Tunis is a village in the oasis of Faiyum Governorate in Egypt known for its pottery workshops and small art galleries.

History 
The village is considered new as it was created in the 1960s by two famous Egyptian poets. In the 1980s, Evelyne Porret, a Swiss tourist and later potter fell in love with the touristic village, and established a pottery school in it that played a large role in preseving fayoum's Ancient Egyptian pottery culture. The pottery school still exists today.

Institutions

Fayoum Art Center 
Mohamed Abla, an Egyptian artist, founded Fayoum Art Center in 2006. It is a non-profit organization which was inspired by the International Summer Academy in Salzburg. The Center is dedicated to all the artists around the world. It helps artists by giving them studio spaces they need, besides providing them with art libraries and living areas. Additionally, the first Caricature Museum in the Middle East was built in the center. The museum includes a variety of collection of caricature.

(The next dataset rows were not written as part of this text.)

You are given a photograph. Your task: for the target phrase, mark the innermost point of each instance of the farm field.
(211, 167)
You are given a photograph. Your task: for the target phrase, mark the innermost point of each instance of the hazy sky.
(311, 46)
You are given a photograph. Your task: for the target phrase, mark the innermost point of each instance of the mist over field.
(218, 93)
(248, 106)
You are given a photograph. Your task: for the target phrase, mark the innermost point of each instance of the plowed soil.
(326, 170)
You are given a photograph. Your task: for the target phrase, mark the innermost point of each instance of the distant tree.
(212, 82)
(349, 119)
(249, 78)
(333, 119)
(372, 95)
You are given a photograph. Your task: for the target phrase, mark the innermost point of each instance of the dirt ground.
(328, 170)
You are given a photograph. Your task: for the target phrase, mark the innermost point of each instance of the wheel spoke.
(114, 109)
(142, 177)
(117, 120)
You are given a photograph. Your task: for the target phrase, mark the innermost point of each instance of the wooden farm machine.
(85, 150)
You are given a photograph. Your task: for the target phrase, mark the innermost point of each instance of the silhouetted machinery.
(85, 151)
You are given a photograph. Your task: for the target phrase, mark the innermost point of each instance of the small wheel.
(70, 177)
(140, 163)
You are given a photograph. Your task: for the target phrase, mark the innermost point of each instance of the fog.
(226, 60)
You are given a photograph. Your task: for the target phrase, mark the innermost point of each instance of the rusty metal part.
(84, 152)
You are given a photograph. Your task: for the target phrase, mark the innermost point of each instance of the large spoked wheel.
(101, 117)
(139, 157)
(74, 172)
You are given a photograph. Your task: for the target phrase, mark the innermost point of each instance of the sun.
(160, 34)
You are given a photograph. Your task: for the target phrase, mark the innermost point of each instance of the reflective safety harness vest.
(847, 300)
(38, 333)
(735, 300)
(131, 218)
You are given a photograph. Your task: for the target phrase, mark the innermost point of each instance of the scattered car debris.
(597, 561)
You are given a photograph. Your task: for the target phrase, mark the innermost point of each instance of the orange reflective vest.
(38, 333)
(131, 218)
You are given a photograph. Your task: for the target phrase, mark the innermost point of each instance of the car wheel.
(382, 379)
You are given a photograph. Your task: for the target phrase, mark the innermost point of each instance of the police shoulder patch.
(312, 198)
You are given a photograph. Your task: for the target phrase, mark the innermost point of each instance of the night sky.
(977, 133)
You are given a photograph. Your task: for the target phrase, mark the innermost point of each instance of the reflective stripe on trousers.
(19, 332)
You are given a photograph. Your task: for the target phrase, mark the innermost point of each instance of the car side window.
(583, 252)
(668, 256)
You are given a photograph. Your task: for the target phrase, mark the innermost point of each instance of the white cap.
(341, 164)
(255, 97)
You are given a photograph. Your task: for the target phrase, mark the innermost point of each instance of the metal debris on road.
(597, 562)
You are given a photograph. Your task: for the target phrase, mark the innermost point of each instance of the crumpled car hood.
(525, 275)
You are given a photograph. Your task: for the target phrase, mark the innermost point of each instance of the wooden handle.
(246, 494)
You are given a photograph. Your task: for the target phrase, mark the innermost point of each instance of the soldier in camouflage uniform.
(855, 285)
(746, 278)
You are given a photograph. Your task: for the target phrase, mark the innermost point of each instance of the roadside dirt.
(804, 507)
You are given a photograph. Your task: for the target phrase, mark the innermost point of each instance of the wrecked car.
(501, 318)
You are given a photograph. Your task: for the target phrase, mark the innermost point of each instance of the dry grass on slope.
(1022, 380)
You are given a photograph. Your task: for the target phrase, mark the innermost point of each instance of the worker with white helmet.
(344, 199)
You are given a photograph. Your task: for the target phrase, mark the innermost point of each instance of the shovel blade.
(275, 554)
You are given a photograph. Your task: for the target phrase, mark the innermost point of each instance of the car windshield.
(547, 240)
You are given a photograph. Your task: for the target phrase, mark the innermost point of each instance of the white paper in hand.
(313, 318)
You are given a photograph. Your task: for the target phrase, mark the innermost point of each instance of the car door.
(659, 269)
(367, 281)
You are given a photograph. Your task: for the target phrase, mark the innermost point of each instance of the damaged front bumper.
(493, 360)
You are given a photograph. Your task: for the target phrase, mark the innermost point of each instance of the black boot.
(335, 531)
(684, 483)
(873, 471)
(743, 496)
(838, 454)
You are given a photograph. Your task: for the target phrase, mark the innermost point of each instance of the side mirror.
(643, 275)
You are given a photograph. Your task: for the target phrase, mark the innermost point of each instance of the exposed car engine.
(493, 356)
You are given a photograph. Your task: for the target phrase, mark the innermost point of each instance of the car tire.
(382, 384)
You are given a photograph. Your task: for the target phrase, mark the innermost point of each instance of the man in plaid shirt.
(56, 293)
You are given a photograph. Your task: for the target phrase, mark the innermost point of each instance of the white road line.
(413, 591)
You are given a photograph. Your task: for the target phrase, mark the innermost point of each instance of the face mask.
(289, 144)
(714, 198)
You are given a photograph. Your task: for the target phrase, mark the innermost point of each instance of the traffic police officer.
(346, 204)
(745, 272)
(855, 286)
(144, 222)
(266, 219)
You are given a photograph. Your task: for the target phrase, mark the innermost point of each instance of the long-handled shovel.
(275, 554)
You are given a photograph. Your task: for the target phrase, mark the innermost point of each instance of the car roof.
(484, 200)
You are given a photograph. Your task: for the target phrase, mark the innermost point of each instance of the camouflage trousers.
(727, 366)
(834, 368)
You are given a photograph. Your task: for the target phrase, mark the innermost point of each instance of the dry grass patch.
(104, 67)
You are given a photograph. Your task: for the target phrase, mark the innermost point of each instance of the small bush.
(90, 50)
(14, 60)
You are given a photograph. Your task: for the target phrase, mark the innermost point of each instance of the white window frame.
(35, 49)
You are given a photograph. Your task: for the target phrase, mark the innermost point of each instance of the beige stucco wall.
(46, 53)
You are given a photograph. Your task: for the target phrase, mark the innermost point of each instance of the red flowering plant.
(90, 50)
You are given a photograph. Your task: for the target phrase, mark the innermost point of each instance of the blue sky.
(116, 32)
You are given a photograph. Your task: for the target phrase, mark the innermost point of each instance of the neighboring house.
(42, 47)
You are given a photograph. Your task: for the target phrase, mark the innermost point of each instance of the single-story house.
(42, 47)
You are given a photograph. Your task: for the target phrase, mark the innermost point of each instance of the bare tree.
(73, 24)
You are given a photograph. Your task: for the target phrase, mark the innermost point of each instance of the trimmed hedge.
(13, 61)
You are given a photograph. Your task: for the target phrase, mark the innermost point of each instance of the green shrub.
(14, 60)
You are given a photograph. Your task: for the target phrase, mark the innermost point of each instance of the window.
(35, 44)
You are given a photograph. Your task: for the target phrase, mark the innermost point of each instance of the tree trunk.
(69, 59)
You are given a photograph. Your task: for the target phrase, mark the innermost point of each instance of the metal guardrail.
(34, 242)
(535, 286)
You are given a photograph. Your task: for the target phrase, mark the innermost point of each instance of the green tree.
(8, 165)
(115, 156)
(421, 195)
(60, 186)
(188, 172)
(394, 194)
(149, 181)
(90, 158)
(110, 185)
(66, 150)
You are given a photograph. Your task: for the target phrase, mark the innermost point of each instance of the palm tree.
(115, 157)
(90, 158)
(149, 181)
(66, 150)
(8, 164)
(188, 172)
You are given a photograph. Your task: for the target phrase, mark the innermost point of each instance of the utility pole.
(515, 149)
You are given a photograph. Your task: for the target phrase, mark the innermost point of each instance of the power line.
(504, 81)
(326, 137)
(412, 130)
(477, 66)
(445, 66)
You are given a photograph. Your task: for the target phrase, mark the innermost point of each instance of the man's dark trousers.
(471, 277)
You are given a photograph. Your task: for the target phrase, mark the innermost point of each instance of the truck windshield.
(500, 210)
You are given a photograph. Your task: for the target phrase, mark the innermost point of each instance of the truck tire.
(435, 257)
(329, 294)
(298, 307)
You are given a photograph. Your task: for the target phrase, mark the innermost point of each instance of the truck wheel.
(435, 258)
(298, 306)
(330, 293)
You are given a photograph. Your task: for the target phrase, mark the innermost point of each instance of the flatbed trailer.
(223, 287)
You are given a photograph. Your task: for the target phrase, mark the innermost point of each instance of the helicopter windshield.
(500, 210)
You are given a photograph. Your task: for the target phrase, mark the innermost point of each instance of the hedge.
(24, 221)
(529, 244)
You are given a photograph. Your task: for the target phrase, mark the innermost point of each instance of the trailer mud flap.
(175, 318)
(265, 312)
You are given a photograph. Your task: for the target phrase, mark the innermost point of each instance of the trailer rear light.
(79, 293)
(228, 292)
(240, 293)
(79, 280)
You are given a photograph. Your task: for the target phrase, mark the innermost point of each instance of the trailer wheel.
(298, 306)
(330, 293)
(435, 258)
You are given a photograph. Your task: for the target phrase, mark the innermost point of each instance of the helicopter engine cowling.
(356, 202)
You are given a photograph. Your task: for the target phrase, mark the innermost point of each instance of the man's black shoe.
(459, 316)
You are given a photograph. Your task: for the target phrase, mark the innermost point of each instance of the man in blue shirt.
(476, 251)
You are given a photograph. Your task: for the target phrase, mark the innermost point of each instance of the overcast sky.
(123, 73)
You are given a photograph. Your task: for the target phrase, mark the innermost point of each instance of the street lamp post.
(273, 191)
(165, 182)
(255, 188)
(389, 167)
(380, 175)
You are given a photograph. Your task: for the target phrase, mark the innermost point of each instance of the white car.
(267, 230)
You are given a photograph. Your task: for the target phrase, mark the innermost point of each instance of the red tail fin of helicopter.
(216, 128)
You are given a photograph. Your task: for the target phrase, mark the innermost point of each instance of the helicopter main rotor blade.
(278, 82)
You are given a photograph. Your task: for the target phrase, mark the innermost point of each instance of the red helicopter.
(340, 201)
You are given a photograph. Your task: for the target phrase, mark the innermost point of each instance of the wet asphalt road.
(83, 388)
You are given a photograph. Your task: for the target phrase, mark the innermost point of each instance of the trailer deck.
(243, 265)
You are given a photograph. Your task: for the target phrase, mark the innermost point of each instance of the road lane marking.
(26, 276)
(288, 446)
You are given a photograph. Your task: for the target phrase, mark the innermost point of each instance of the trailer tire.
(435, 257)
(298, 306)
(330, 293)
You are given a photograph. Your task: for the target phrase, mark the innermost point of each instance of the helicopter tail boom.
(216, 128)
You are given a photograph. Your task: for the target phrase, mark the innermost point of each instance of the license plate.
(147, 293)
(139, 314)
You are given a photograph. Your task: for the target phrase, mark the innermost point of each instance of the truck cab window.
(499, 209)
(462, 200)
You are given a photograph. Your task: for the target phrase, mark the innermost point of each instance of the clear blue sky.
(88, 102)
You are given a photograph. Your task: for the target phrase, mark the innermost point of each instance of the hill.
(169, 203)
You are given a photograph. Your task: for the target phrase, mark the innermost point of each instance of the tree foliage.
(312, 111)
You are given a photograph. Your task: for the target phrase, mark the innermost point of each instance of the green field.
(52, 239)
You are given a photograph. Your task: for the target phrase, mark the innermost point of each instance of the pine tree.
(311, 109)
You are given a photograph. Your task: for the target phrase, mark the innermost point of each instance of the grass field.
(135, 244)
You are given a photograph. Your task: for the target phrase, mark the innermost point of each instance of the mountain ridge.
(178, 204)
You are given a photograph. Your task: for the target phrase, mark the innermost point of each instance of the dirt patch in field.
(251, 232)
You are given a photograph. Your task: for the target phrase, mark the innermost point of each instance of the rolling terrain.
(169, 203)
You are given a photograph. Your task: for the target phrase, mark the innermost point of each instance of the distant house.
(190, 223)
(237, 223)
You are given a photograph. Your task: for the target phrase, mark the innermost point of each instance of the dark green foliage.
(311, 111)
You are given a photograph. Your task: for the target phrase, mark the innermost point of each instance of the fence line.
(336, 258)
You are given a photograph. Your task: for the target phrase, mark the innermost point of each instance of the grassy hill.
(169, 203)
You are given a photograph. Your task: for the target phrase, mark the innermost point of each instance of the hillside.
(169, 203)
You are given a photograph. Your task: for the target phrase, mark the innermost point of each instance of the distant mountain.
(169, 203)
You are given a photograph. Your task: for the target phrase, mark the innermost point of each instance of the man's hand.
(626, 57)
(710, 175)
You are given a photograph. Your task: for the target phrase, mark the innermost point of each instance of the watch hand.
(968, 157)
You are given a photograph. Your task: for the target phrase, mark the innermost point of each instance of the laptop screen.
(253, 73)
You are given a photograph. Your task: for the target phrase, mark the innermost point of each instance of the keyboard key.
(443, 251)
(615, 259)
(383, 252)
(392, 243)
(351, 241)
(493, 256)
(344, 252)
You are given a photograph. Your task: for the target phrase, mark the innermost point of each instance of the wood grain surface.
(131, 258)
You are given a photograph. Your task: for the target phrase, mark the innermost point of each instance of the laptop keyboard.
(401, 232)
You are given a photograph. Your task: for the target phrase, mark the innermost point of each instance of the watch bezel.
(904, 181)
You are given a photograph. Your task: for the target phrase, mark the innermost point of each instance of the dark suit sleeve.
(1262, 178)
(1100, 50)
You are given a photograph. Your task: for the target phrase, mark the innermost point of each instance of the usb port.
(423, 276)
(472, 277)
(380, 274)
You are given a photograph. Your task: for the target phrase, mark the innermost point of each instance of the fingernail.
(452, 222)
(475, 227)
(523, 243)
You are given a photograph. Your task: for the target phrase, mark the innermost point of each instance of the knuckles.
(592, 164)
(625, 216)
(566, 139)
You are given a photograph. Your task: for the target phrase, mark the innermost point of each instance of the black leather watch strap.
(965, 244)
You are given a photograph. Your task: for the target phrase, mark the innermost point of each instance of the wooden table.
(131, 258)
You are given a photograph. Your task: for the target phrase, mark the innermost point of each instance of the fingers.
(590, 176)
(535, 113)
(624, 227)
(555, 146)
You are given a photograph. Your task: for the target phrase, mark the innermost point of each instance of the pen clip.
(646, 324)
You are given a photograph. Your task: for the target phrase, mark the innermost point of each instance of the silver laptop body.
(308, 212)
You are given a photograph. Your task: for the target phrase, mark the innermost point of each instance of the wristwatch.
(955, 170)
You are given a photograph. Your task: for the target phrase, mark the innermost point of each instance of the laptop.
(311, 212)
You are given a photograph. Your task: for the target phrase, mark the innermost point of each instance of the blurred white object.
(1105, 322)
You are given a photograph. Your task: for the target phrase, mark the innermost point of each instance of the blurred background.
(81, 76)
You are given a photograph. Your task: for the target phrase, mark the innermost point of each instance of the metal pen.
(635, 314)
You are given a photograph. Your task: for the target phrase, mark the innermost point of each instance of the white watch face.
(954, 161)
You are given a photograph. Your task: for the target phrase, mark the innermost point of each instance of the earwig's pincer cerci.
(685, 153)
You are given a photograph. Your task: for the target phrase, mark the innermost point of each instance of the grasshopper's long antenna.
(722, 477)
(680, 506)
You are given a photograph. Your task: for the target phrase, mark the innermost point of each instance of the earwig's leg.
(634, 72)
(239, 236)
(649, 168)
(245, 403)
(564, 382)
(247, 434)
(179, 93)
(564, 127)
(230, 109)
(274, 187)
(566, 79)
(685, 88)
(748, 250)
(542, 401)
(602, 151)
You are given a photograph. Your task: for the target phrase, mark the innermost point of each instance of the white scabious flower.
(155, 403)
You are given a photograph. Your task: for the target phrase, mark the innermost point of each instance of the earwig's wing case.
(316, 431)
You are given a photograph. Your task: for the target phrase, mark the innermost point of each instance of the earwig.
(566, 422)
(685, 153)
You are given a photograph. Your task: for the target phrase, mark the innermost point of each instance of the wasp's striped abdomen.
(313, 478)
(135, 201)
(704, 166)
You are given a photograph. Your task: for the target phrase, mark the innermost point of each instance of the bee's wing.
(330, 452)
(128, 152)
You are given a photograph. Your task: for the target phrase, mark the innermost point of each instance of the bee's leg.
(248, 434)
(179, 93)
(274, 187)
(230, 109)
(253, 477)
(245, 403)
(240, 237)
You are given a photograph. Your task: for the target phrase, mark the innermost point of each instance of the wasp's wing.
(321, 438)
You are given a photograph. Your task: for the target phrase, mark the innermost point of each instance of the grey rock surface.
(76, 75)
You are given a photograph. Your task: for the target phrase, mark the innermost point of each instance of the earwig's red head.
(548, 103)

Ibis Cooking School and Restaurant 
Not only the village is limited to the art of pottery, but also it combines both the art of pottery with the cooking. There is Ibis Cooking School and Restaurant that is located at Mahmoud Youssef Pottery Atelier.

Events

Tunis Village Annual Handicrafts Festival 
There is a festival held in Fayoum Village annually; it takes place every autumn. The purpose of the festival is to bring artists-potters from Tunis, Cairo, other parts of Egypt and also artists from around the world. The festival focuses on giving the chance to the participants to explore the value of potter, exchange knowledge, share interests and also discuss their challenges.

Climate 
The climate of the village is warm (22-28 degrees Celsius) between the months of October and April. However, the weather can be very warm from May to October.